Интерес тут прежде всего представляет фраза, начинающаяся словами: «Мы вправе требовать». Итак, по мнению наших студентов, поэт не есть личность, создающая нечто ей необходимое - и тем более совершенное и ценное, чем точнее и безошибочнее воплощено и представлено ее существо, ее сознание, ее истина; напротив, поэт - своего рода действующее лицо, коему студенты должны указать, как следует поступать и говорить. Да ведь поэт способен обороняться, если какой-то тевтонский студентик примется звякать своим клинком! Мальчик, ты выдал себя с головой!
Но еще явственнее обнаруживает натужную, опасную ограниченность подобного мировоззрения признание пишущего, где он говорит о немцах, которых воспринимает как великих, за кем, он считает, следует идти! Он студент-медик, и, вероятно, был несколько лет на войне, и, без сомнения, проявил изрядное усердие в учении, если только он не станет серьезно уверять, что, будучи студентом, изучил все упомянутые им литературные произведения.
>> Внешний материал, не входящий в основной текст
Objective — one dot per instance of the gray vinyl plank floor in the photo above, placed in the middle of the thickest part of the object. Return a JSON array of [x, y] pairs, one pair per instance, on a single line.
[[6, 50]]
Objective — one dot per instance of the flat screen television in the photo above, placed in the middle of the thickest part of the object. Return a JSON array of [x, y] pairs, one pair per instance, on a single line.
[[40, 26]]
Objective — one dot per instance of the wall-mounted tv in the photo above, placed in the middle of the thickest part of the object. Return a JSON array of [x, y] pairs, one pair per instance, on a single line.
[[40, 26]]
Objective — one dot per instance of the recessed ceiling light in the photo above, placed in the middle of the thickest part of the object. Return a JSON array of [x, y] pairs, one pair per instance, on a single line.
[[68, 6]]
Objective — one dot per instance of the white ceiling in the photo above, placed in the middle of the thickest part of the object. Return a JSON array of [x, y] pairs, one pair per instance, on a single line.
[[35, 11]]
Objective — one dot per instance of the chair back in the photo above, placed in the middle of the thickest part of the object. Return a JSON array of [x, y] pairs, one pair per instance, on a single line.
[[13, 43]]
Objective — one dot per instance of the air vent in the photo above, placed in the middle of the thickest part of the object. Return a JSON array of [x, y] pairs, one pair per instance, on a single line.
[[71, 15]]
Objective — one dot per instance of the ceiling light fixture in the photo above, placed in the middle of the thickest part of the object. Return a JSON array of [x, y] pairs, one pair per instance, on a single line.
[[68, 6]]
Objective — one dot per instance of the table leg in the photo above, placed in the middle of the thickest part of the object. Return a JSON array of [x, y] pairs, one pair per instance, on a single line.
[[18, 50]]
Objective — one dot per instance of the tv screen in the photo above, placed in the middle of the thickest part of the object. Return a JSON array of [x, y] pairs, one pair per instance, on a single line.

И тут мы вправе предположить, что он почерпнул свои знания о немецкой истории и немецких гениях из лекций какого-нибудь пангерманиста либо читая тенденциозные статьи Чемберлена[2], Рорбаха[3] или в лучшем случае Науманна[4]. Несколько имен, не лишних для его программы, вроде Лютера и Гегеля, он позабыл уже, но сама программа ясна и так. В некоторое замешательство меня приводит имя Бетховена; правда, перечисляя немецких музыкантов, я не назвал бы его первым, но тем не менее оно слишком священно для меня, чтобы поминать его в связи с таким ничтожным делом. Поэтому оставим - или скорее согласимся с нашим студентом в том, что среди имен, священных для него, есть единственное, равным образом почитаемое и мной, и людьми, одинаково со мною мыслящими, - Бетховен. Пожалуй, худо, что рядом с ним нет ни Моцарта, ни Баха или Глюка - один лишь Вагнер. Но в конце концов музыка не для каждого, и почему бы юному автору письма не получить доступного ему удовольствия от «Лоэнгрина» или увертюры к «Риенци»[5]? Но он не знает ни одного из величайших немецких поэтов, его память не воскресила в тот миг, когда он перечислял собственных святых, ни одного из тех глубоких, обретших свою истину (а потому не умевших приспособиться к своему времени и оставшихся одинокими) немецких мыслителей - и вот это действительно худо. Значит, для немецких студентов такого типа существует лишь немецкий дух, однозначно и блестяще представляемый Шиллером, Фихте, Кантом! Нет Гете, нет Гельдерлина, нет Жан Поля, нет Ницше! Боюсь, автор письма слегка покривил душой; у меня возникает чувство, будто про себя такие имена, как Шарнхорст[6], Блюхер[7], Бисмарк[8], Роон[9] и т. д., он считает еще роднее. Боюсь, и Шиллера он знает более как декоратора, нежели как преобразователя, а у Канта менее внимательно прочел критику чистого, нежели практического, разума[10], да, пожалуй, Канта он тоже знает лишь как одну из звезд первой величины.